Si vous ne pouvez pas bouger, la colonne d’eau du plancher est le chiffre qui décide de la nuit, et c’est celui que beaucoup de fiches omettent tout en donnant celui du double-toit. Ôtez de la pression au plancher là où vous le pouvez — un tapis de sol coupé 3 à 5 cm à l’intérieur du plancher sur chaque bord y aide, et un tapis qui dépasse du double-toit nuit activement en canalisant la pluie dessous. Un matelas en mousse à cellules fermées sous un gonflable ajoute de la valeur R et une seconde couche entre vous et l’eau stagnante.
Retendez après la pluie, et de nouveau au matin
Le nylon enduit de silicone se détend quand il est mouillé, si bien qu’un montage tendu se relâche pendant la pluie et demande de reprendre les haubans.

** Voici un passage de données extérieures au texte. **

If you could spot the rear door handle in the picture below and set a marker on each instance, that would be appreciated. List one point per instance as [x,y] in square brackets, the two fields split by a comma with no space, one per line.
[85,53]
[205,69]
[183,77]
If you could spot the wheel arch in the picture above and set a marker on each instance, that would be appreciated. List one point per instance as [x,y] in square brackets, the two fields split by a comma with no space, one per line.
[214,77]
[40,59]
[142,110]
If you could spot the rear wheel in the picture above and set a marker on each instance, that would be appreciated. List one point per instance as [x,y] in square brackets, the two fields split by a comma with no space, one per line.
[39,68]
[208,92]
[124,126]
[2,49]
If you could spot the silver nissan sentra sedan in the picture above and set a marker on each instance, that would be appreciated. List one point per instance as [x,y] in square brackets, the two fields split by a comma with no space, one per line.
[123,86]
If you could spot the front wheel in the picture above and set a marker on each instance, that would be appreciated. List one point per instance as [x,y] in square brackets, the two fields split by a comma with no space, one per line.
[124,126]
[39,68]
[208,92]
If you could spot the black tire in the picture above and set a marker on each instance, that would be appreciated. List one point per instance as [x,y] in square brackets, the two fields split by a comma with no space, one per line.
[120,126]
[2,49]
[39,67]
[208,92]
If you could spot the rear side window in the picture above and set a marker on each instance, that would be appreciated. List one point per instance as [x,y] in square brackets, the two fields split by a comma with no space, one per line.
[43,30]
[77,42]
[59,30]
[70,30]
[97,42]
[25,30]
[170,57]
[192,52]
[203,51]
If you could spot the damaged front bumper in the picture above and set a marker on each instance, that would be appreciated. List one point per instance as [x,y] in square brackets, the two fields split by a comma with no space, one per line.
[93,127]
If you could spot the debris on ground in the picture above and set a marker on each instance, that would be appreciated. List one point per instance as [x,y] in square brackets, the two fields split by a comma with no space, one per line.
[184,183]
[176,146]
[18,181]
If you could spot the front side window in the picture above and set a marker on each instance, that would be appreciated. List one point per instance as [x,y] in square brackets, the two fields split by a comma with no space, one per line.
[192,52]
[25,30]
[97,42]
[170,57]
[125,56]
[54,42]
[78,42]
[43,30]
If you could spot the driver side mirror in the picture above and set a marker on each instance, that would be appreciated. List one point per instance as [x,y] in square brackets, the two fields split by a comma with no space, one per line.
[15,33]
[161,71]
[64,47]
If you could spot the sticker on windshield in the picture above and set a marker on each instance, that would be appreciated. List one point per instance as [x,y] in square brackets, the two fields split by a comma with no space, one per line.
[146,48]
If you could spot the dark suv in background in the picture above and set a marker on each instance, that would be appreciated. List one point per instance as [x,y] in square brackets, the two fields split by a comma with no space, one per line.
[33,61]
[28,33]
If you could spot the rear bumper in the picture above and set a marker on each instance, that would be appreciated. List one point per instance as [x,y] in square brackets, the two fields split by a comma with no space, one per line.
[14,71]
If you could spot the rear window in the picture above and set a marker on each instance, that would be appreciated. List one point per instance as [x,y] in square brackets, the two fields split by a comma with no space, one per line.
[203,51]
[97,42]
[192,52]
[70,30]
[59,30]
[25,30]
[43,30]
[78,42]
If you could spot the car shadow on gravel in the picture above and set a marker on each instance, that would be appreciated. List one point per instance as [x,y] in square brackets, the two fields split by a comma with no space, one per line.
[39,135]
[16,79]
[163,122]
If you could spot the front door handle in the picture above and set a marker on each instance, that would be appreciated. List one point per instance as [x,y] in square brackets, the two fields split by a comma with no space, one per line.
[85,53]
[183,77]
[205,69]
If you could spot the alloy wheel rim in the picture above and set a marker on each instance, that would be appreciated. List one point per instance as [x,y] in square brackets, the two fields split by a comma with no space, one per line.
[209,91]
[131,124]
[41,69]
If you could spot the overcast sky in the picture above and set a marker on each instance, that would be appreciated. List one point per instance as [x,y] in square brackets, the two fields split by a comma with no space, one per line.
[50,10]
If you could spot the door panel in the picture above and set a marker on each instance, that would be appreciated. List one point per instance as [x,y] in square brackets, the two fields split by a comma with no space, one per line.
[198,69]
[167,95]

Le polyester enduit de silicone ne bouge presque pas. Le composite Dyneema ne se détend ni n’absorbe l’eau. Savoir lequel vous possédez vous dit si le réglage de minuit vous attend.
Sur les ancrages improvisés, revérifiez-les après toute pluie et après tout changement de vent. Un corps mort dans du sable mouillé et une pierre sur une dalle mouillée se comportent l’un comme l’autre autrement qu’au moment où vous les avez posés.
Avant de partir, ressortez tout
Les ancrages improvisés ont l’habitude de rester sur place. Récupérez chaque piquet, déterrez chaque corps mort, remettez les pierres à peu près là où elles étaient, et emportez la cordelette. Puis vérifiez les têtes de piquets : celles qui sont entrées dans un sol pierreux sont celles qui seront tordues, et elles coûtent moins cher à remplacer à la maison qu’à découvrir au montage suivant.
Ce qu’on demande avant d’acheter
Combien de piquets de rechange vaut-il la peine d’emporter ?
Deux types plutôt qu’un seul est la règle utile. Un jeu de piquets en Y pour un sol normal plus quatre piquets clous en acier pour les coins couvre bien plus d’emplacements que dix-huit piquets identiques, et le poids annoncé par piquet vous dit exactement ce que ce choix coûte.
Une tente autoportante répond-elle à tout cela ?
Elle répond à la plateforme et à la dalle rocheuse, puisqu’elle tient debout sans piquets. Elle ne répond pas au vent : une tente autoportante non piquetée est une voile très efficace, et il lui faut encore du lest ou un haubanage sur quelque chose.
Qu’est-ce qu’un corps mort ?
Un piquet, un bâton ou une housse de rangement remplie, enterrés à l’horizontale avec le hauban qui remonte à la surface. La tenue vient de la masse de matière au-dessus plutôt que du frottement le long d’une tige, ce qui explique qu’il fonctionne dans le sable et la neige, où un piquet vertical se déchausse tout droit.